The report, titled In Too Deep: An Investigation Into Debt And Relationships, also found that 19% of debt advisers often encounter clients whose partner controls access to their income, benefits, bank account or savings and 22% often encounter clients with partners who force them to pay the entirety of their joint bills.

Chris Sherwood, chief executive at Relate, said: "Our research reveals the worrying prevalence of financial abuse in relationships.

"Financial abuse, such as withholding money and controlling access to bank cards or accounts can leave a partner feeling isolated and without a say in their relationship, which can seriously affect a person's self-esteem.

"The other person may feel trapped, resentful or feel the behaviour is normal if the abuse has been taking place for a long time.

"Their partner may have convinced them that the way money is being managed is best for their relationship.

"Financial abuse can also be a significant reason for debt itself, for example if one person has been spending large amounts of joint money without talking about it."

Debt advisers told Relate that clients are not always aware of the financial association that can be created on someone's credit report by applying for credit jointly with another person.

This association can remain even after a relationship breakdown, unless the person informs credit reference agencies that it needs to be removed.

The report also found that removing a financial association can be a complex issue, if former partners have to work out money owed to each other and pay off an existing loan before applying for a new one, for example.

More than half (58%) of debt advisers often encounter clients who have had problems accessing credit due to a financial association.

Debt advisers were found to be supportive of the idea of receiving more training in identifying financial abuse and helping financial capability for couples, such as increasing both partners' financial literacy and encouraging joint decision-making.

Mr Sherwood said: "The debt advisers and relationship counsellors we spoke to want more training around identifying financial abuse and we'll be looking at ways our sectors can work together to provide more joined-up support around debt and relationships."

He suggested those with a controlling partner should try to find out the extent of how much has been spent and the level of debt.

He said: "Consider speaking to a financial expert about the practical side of things and if you feel it would be appropriate for your situation you may want to consider relationship counselling either together or individually.
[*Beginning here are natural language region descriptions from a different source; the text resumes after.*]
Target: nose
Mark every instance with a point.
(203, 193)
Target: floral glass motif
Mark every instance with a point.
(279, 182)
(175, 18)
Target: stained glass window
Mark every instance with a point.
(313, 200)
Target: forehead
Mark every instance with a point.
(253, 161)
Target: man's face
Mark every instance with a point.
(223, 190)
"As with most relationship issues, we'd always recommend talking openly and honestly about what's happening.

"However, (if) you feel you'd be compromising your safety by doing this, we'd suggest contacting the National Domestic Violence Helpline for free on 0808 2000 247."

More than 4,000 people across Britain and 360 debt advisers were surveyed for the report, which is sponsored by Provident Financial.

The report's external advisory group included Christians Against Poverty, Citizens Advice, Early Intervention Foundation, the Joseph Rowntree Foundation, the Money Advice Service, the Money Advice Trust, StepChange Debt Charity and Toynbee Hall.